# New Titebond Product - Titebond Speed Set



## RichT (Oct 14, 2016)

Titebond announced a new glue in their lineup. Titebond Speed Set lists the following features:

- Extremely fast set - 15 minute clamp time
- Excellent strength & durability
- Visible under black light
- Unaffected by finishes
- Heat resistant - Sands easily
- Easy water cleanup

The third item in the list is especially exciting. I've been using Titebond II with fluorescent dye for a couple of years so being visible under UV is important to me.

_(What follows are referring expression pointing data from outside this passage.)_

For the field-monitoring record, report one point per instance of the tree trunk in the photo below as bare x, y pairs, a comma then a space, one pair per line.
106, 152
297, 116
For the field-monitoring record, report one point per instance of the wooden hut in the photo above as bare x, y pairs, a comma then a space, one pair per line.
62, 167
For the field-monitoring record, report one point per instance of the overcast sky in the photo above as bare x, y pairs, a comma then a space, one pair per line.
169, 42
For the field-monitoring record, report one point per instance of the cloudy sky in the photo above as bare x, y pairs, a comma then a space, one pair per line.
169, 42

Here's the link for more info: http://www.titebond.com/product/glues/1f1dafb3-eec8-4f9a-87fe-06f40d4c47df

Now I just have to find someplace to buy it.


----------



## tvrgeek (Nov 19, 2013)

Alas, a use for my dog urine black light! I had not thought about that but excellent idea. When we can get out again, might just track some down. I was looking for something stronger than regular TB, but not as far as West System epoxy.


----------



## Unknowncraftsman (Jun 23, 2013)

It looks a lot like the Titebond professional translucent wood glue. But now in a gallon.
I've really like the translucent glue very fast bond.


----------



## GR8HUNTER (Jun 13, 2016)

in the cabinet shop we used regular red titebond and it use to set up in hour which was perfect when building cabinets :<))


----------



## CaptainKlutz (Apr 23, 2014)

Data sheet shows: is high solids Aliphatic resin white glue with UV dye added. 
>= Elmer's white glue on steroids.

Note: Does not cross like like yellow water resistant type II/III PVA glues.

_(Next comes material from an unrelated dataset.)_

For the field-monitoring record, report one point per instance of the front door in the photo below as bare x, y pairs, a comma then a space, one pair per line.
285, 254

If you need fast set indoor glue with dye, sounds wonderful.

If only the temperatures and humidity in Arizona would allow use of fast glue like that? 
Tried to use the fast set No Run, No Drip glue for trim molding, and I could not keep spout from clogging when I set bottle down for a minute?

YMMV


----------



## RichT (Oct 14, 2016)

> If only the temperatures and humidity in Arizona would allow use of fast glue like that?
> Tried to use the fast set No Run, No Drip glue for trim molding, and I could not keep spout from clogging when I set bottle down for a minute?
> 
> - CaptainKlutz


I use the no drip glue here in Tucson without a problem. Of course, we are on average seven degrees cooler than Phx. I just keep the bottle inverted so the glue is always at the tip. Otherwise it can take a long time to get it flowing.


----------



## WoodenDreams (Aug 23, 2018)

The new Titebond glue is called "Speed Set". It's open glue time is only 2-4 minutes. It is translucent in black light. Smallest bottle size is one gallon. http://www.titebond.com/App_Static/literature/glues/FF1242_TB_Speed_Set.pdf


----------



## RichT (Oct 14, 2016)

> The new Titebond glue is called "Speed Set". It s open glue time is only 2-4 minutes. It is translucent in black light. Smallest bottle size is one gallon. http://www.titebond.com/App_Static/literature/glues/FF1242_TB_Speed_Set.pdf
> 
> - WoodenDreams


Is there an echo in here?


----------



## SMP (Aug 29, 2018)

Thats great, i have a UV inspection light I use on my cars for finding leaks.


----------



## WoodenDreams (Aug 23, 2018)

Not really a echo. When I read your post, I thought Titebond speed set was just a quicker open time glue, instead of the Name of the Titebond product. This is the first time I've heard of Titebond Speed Set. So I checked it out. Seems like one gallon is the smallest bottle size available. I do buy the Titebond III by the gallon. I don't think I'll get the Titebond Speed Set by the gallon. If it was available in a 16 or 32oz bottle I'd get some to try. But most of my glue-ups I need 15 to 20 minutes open time.


----------